Colombia Catholic Church to Help Free Tourists

Colombia's Roman Catholic Church said on Tuesday it accepted a government request to try to persuade leftist ELN rebels to free seven foreign tourists they kidnapped from a jungle ruin.

The National Liberation Army, a Marxist group known as ELN and once led by radical Catholic priests, is holding four Israelis, a Briton, a Spaniard and a German. The backpackers were kidnapped on Sept. 12 in the Sierra Nevada mountains near the ancient Indian "Lost City" in northern Colombia.

The ELN, which has been fighting the state for 39 years, on Monday claimed responsibility for seizing the foreigners.

The rebels said they abducted the young backpackers to commemorate the 30th anniversary of the military coup that overthrew socialist Chilean President Salvador Allende.

The ELN, which kidnaps hundreds of people a year for ransom, made no financial demands and said it wanted a "peaceful solution" to the kidnapping.

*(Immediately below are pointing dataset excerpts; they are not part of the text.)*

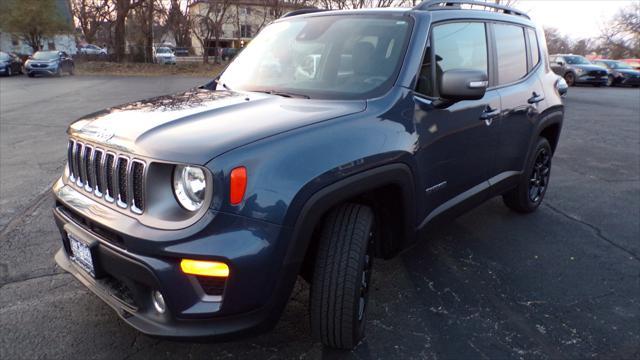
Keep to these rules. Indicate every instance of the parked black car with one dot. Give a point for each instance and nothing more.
(192, 215)
(10, 64)
(577, 69)
(620, 73)
(49, 63)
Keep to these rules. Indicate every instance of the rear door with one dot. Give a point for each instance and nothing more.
(519, 84)
(457, 142)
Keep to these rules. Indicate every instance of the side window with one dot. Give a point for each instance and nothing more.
(512, 53)
(460, 45)
(533, 48)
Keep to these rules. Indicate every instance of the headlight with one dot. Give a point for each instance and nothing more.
(189, 185)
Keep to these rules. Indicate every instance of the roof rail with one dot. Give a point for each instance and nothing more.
(456, 4)
(302, 11)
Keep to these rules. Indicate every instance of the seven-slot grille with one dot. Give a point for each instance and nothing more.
(114, 177)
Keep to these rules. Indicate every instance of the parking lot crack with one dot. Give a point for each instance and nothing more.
(596, 230)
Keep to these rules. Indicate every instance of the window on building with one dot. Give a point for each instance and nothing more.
(512, 53)
(245, 31)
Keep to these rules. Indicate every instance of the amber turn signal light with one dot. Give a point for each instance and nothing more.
(204, 268)
(238, 185)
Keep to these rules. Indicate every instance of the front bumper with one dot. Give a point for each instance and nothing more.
(631, 81)
(588, 79)
(130, 267)
(41, 71)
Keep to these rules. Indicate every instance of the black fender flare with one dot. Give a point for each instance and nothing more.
(321, 201)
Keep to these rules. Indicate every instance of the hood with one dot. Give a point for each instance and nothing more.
(197, 125)
(629, 72)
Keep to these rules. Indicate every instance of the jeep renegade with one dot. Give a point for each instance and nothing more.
(334, 138)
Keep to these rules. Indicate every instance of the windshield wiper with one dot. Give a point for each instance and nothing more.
(218, 82)
(284, 94)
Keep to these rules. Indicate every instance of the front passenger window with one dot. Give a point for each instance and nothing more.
(460, 45)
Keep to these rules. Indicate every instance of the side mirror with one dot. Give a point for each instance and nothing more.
(463, 84)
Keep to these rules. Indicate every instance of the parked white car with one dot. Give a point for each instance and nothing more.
(91, 49)
(164, 55)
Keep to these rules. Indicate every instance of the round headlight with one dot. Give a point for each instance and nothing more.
(189, 184)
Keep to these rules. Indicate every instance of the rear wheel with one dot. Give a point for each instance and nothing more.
(342, 276)
(570, 79)
(532, 187)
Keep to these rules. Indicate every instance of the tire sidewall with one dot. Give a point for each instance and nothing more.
(542, 144)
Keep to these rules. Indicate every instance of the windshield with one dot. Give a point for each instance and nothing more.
(45, 55)
(327, 57)
(576, 60)
(618, 65)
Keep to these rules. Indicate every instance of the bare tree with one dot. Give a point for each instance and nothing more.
(620, 37)
(177, 21)
(556, 42)
(122, 9)
(207, 18)
(91, 16)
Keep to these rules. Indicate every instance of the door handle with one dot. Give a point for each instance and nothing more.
(489, 114)
(535, 98)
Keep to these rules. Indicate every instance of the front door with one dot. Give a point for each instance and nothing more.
(456, 153)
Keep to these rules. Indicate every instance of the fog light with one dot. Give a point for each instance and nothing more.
(204, 268)
(158, 301)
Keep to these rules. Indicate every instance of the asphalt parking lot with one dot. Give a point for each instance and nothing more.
(563, 282)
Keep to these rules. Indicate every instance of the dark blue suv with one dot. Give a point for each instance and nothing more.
(334, 138)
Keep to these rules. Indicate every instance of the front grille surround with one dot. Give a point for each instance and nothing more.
(108, 175)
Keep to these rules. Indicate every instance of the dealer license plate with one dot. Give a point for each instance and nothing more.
(81, 254)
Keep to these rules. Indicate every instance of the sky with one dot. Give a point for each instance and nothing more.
(575, 18)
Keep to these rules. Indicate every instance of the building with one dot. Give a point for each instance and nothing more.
(242, 20)
(66, 42)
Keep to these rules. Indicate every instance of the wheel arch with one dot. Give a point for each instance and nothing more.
(550, 126)
(388, 189)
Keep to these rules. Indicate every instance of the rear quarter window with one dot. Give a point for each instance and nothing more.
(512, 53)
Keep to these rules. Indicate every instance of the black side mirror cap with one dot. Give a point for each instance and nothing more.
(463, 84)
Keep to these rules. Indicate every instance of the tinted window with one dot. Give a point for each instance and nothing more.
(512, 55)
(533, 47)
(456, 46)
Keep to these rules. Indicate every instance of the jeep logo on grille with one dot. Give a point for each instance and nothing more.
(98, 133)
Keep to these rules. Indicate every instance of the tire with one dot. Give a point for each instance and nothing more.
(529, 193)
(341, 277)
(570, 78)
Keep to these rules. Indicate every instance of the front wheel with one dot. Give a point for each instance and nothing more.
(342, 276)
(529, 193)
(570, 79)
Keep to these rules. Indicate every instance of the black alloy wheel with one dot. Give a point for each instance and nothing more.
(539, 178)
(570, 79)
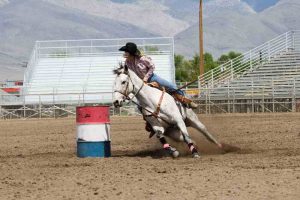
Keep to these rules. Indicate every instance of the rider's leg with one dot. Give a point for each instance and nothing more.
(179, 94)
(181, 125)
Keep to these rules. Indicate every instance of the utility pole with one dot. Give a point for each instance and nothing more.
(201, 38)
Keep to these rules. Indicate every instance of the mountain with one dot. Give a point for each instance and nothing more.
(259, 5)
(229, 30)
(228, 24)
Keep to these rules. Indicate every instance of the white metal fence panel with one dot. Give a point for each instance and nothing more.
(85, 66)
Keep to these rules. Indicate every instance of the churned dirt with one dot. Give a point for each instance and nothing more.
(38, 161)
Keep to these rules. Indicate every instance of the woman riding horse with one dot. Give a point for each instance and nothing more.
(143, 67)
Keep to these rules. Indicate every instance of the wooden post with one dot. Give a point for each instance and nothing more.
(201, 38)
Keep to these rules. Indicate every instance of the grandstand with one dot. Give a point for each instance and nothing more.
(265, 79)
(64, 74)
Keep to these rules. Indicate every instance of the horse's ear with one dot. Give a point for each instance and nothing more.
(116, 71)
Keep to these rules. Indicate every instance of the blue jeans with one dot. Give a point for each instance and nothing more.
(164, 83)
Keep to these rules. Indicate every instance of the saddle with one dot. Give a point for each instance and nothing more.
(180, 98)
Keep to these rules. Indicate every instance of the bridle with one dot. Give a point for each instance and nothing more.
(126, 94)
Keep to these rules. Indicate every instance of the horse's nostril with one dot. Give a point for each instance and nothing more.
(116, 104)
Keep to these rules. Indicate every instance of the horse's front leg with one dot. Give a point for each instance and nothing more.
(159, 130)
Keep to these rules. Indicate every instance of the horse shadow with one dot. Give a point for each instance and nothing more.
(153, 153)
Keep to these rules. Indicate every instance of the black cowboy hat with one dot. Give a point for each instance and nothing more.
(131, 48)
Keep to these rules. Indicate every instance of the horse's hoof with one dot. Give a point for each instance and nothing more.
(172, 151)
(175, 154)
(196, 155)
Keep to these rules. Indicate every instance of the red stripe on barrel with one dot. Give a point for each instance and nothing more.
(92, 114)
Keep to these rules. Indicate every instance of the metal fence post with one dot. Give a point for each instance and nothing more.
(294, 109)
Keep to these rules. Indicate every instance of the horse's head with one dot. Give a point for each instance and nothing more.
(122, 86)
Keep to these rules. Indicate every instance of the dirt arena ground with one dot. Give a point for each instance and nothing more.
(38, 161)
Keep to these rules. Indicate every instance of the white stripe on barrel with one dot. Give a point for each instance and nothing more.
(93, 131)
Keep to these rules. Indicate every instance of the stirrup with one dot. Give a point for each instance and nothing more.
(193, 105)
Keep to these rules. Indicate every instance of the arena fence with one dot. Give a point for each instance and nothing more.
(265, 79)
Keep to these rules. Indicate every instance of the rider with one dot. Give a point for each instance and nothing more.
(143, 66)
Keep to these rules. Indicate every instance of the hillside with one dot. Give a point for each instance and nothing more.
(228, 24)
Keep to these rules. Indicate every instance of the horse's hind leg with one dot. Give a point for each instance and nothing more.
(187, 139)
(193, 121)
(159, 130)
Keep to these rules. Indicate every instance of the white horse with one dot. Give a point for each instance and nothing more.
(160, 111)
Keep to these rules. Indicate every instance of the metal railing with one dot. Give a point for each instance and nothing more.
(250, 60)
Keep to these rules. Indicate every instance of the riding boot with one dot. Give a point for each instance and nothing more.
(185, 101)
(149, 128)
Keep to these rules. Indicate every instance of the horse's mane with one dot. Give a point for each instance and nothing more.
(122, 68)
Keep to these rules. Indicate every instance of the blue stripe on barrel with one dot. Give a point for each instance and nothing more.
(93, 131)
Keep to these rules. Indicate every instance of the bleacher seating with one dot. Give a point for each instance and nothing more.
(278, 78)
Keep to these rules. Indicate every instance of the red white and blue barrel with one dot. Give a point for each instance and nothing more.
(93, 131)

"The proper thing to do is wait for a statement from the ELN commanders. We want them to get in direct contact, so we can find a way to avoid a military solution," Dario Echeverry, head of the Bishop's Conference Conciliation Committee, told local radio.

Two senior ELN commanders are being held in a jail near the city of Medellin, and have often acted as go-betweens with rebels in Colombia's jungles and mountains.

About 2,000 troops, backed by helicopters, are searching for the foreigners on the jungle slopes of the snow-capped Sierra Nevada range. Last week, President Alvaro Uribe urged the ELN to free the hostages and start peace talks.

The church is among the most respected institutions in this deeply Catholic nation and has often mediated with rebels fighting in a war which claims thousands of lives every year.

More people are kidnapped in Colombia than anywhere else in the world. In 2002, about 30 foreigners were abducted here, mostly by leftist rebels.